光子晶體是具有空間週期性特性的光學介質。本論文目的是在設計和研究一維超導光子晶體的濾波特性。在這篇論文中，我們有三個主題。第一個是採用轉移矩陣法研究超導薄膜上的缺陷模式在介質光子晶體異質結構 （PCH）中的影響。建議的結構在計算垂直入射和斜向入射TE和TM模式的透射光譜。內嵌式的超導薄膜扮演著優化代理光子晶體異質結構缺陷模的角色。
第二部分是在光子晶體（PC）的基礎上使用超導缺陷的雙通道可調諧濾波器的設計和分析。我們探討在相等和不相等的超導薄膜厚度的變化會如何影響濾波特性。然後，我們論證了雙通道濾波器的溫度調諧在使用超導薄膜作為缺陷層上的使用。接下來，我們顯示了對TE波以不同的角度入射的透射光譜，。
第三部分是在分析包含超導材料光子量子井（PQW）的傳輸性能。我們考慮兩種可能的PQW結構，(AB)P(CD)Q(AB)P -不對稱和(AB)P(CD)Q(BA)P -對稱，主要的光子晶體(AB)P是由介電質組成的，A=鈦酸鍶，B=氧化鋁和光子量子井(CD)Q包含D = A和超導層C = YBa2Cu3O7-x，是一個典型的高溫超導薄膜製成的。光子屏障的堆積數目，可以用來作為一個可調諧劑以獲得可調諧濾波器。

Photonic crystals are optical media with spatially periodic properties. The aim of the present project is to design and study of filtering properties in the one-dimensional superconducting photonic crystal. In this thesis, we have three topics. The first one is to study effects of superconducting film on the defect mode in dielectric photonic crystal heterostructure (PCH) by using the transfer matrix method. The proposed structure calculated transmittance spectra in normal incidence and oblique incidence for both TE and TM modes. The embedded superconducting thin film plays the role of tuning agent for the defect mode of PCH.

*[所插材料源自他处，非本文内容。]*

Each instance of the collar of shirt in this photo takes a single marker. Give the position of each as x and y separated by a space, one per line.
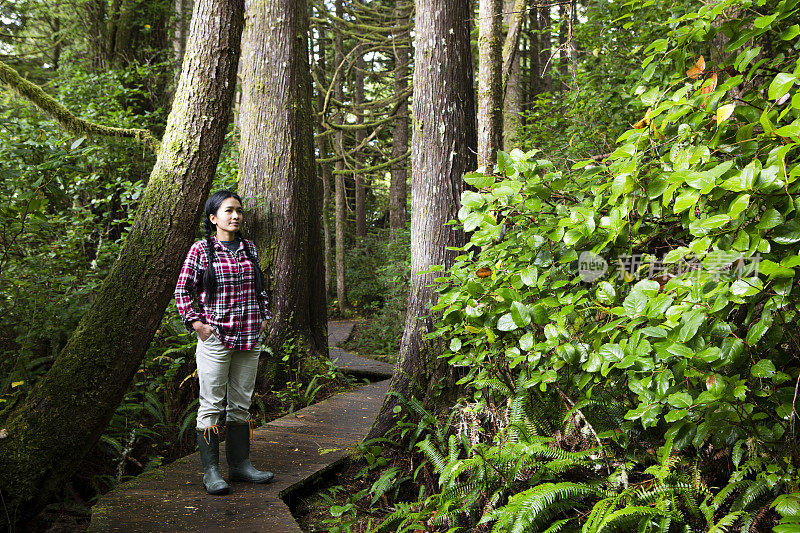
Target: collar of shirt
219 246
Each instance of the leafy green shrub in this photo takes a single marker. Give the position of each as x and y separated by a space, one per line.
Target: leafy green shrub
652 293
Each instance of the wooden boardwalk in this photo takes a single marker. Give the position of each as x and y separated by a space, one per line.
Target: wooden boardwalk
297 448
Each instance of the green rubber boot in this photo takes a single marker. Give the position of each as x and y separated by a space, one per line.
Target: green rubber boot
208 443
237 451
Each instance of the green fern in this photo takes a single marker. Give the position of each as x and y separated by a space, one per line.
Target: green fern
528 509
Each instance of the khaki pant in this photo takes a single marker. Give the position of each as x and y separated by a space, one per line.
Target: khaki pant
224 372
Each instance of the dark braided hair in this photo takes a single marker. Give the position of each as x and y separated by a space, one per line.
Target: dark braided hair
209 278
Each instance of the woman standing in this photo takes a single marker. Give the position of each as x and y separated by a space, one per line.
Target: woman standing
220 295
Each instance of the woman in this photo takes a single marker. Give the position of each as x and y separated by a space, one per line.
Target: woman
226 305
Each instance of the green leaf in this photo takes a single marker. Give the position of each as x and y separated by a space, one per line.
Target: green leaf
479 181
764 21
769 219
763 369
791 32
526 342
691 322
757 331
520 314
506 323
686 200
606 292
781 85
681 400
737 206
529 276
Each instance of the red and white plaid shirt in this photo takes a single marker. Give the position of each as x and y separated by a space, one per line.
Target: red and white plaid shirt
235 312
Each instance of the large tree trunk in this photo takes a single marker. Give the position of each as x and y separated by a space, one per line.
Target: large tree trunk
66 412
442 150
490 98
339 188
278 177
398 195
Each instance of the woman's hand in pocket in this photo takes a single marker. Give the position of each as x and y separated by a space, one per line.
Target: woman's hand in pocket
204 331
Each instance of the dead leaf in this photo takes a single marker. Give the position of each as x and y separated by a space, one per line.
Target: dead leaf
708 87
697 69
724 112
484 272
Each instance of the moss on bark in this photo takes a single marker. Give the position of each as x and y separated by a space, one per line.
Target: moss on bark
66 412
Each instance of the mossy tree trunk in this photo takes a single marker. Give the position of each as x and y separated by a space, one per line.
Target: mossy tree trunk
398 195
278 179
64 415
324 168
339 187
442 150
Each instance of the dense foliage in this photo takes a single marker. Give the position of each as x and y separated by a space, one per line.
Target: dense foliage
627 326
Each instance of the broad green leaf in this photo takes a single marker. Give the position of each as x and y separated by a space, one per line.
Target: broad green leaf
724 112
686 200
737 206
781 85
506 323
479 181
681 400
757 331
763 369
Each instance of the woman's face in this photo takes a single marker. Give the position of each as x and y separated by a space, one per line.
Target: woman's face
229 216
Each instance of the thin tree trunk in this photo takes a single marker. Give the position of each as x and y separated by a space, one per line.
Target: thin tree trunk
398 195
341 211
278 176
361 207
442 150
325 169
545 46
64 415
490 99
535 54
512 102
564 14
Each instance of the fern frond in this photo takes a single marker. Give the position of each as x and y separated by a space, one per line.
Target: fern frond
523 509
621 520
725 522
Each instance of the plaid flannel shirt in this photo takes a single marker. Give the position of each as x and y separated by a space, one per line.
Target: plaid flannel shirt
236 311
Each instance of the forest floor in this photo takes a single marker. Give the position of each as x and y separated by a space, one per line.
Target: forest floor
298 447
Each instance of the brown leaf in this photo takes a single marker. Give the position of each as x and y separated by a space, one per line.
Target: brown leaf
710 86
697 69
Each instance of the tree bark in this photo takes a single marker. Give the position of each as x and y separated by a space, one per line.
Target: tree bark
545 45
442 150
66 412
339 188
534 52
361 134
398 195
325 169
512 101
278 178
490 99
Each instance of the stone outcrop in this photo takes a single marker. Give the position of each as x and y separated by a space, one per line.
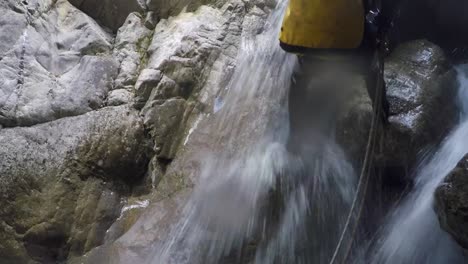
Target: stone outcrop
451 203
421 89
108 107
55 62
62 182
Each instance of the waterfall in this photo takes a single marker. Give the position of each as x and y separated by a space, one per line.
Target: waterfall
412 233
254 200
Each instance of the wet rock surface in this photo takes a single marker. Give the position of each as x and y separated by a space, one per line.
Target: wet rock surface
451 203
55 62
107 110
421 90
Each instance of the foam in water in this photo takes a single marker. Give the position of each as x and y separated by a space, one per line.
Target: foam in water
412 234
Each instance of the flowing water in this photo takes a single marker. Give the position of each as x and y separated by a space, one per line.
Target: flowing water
412 233
254 201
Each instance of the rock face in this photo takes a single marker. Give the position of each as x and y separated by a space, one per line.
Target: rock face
55 63
441 21
421 87
108 107
62 182
451 203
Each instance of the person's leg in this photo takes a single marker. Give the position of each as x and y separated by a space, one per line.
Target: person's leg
373 70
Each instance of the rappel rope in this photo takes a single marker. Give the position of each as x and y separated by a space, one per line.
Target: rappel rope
358 202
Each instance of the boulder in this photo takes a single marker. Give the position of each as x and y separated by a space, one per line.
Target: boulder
110 13
421 89
451 203
62 182
191 60
131 43
55 63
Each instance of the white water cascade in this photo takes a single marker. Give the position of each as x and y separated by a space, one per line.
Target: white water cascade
412 233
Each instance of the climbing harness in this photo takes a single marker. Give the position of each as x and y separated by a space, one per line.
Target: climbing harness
358 202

The second part is to design and analysis of photonic crystal (PC) dual-channel tunable filter based on the use of superconducting defects. We investigate how the variation in the equal and unequal thickness of superconducting thin film affects the filtering properties. Then we demonstrate the temperature tuning of the dual-channel filter based on the use of superconducting thin film as defect layer. Next, we show the transmittance spectra of the TE wave at different angles of incidence.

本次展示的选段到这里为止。